Table of contents
This project was achieved using faster-whisper technology throughout the entire Python codebase, and is implemented in a WebSocket server that enables real-time audio transcription and translation.
Whisper Streaming
Whisper Streaming is a real-time speech-to-text transcription and translation system built on OpenAI's Whisper model with WebSocket support and optional Google Translate integration. The system is powered exclusively by faster-whisper for optimal performance and speed. This project aims to be robust, scalable, and FAST for production use.
Demos
Real-time Whisper Transcription
This demo showcases the core WebSocket-based transcription functionality with near-instant results.
Please note: In the video, you'll notice the WebSocket connects to an IP address, this is an AWS EC2 GPU instance where the server was deployed for optimal real-time performance and faster processing.
Streaming Transcription with Translation
This demo demonstrates the combined transcription and translation capabilities using Google Translate API.
Please note: The processing appears slower in this video because it was running on a laptop with CPU-only processing (no GPU). Even with CPU limitations, the system delivers near real-time performance with approximately 5-second latency, which is acceptable for CPU-based processing.

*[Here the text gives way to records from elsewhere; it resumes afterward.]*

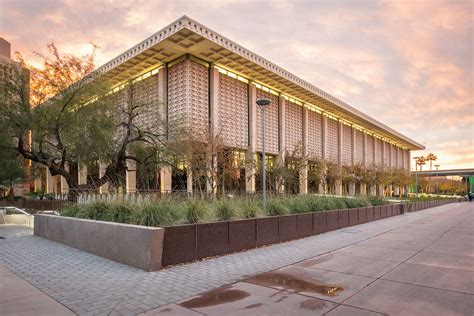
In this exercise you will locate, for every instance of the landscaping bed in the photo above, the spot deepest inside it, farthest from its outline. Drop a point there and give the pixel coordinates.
(181, 243)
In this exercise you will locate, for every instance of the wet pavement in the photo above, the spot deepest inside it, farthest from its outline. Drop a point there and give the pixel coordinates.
(419, 263)
(425, 267)
(11, 231)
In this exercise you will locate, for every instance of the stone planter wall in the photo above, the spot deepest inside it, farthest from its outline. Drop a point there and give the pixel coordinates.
(137, 246)
(151, 248)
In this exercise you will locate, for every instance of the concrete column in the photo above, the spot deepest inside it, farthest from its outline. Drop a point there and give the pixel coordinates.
(281, 139)
(380, 192)
(324, 129)
(353, 146)
(64, 185)
(37, 184)
(339, 143)
(82, 173)
(397, 191)
(211, 183)
(214, 100)
(189, 181)
(105, 188)
(324, 142)
(372, 190)
(250, 167)
(303, 177)
(364, 151)
(131, 177)
(373, 151)
(49, 182)
(165, 179)
(338, 188)
(383, 154)
(352, 189)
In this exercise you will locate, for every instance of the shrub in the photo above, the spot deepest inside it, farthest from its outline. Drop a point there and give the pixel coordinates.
(154, 214)
(276, 207)
(225, 210)
(195, 211)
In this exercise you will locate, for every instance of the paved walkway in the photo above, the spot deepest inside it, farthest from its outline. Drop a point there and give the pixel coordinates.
(88, 284)
(18, 297)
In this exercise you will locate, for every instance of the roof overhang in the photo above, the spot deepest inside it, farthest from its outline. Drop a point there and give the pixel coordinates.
(186, 36)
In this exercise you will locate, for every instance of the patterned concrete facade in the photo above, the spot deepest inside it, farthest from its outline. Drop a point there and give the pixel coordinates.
(199, 88)
(92, 285)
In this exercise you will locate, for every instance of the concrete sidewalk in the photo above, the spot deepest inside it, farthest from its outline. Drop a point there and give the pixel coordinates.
(373, 256)
(422, 268)
(18, 297)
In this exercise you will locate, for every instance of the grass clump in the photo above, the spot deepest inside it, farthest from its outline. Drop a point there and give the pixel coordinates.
(71, 211)
(195, 211)
(119, 212)
(276, 206)
(96, 211)
(154, 214)
(250, 208)
(376, 201)
(357, 202)
(225, 210)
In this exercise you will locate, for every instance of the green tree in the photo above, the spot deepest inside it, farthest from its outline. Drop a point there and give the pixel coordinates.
(69, 118)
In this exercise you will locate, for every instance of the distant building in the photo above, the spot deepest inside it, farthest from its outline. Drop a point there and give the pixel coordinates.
(210, 83)
(5, 59)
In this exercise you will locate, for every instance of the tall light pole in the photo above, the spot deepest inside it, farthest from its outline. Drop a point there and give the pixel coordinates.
(437, 179)
(416, 174)
(263, 104)
(419, 161)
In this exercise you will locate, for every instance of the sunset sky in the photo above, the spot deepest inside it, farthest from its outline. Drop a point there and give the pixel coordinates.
(409, 64)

Chrome Extension - Tab Audio Capture
The Chrome extension captures audio from any browser tab and provides real-time transcription and translation in a persistent side panel. Perfect for YouTube videos, podcasts, and online meetings works with any audio content playing in your browser tabs.
Features
- ✅ Real-time streaming - WebSocket-based audio streaming with low latency processing
- ✅ Voice Activity Detection - Optimized processing with VAD/VAC for better performance
- ✅ Live Translation - Real-time Google Translate integration for multilingual support
- ✅ Chrome Extension - Capture and translate audio from any browser tab
- ✅ Web Interface - Browser-based UI with language switching capabilities
Streaming support: The application processes audio chunks in real-time as they arrive. You don't need to wait for the complete audio to be processed before receiving transcription results.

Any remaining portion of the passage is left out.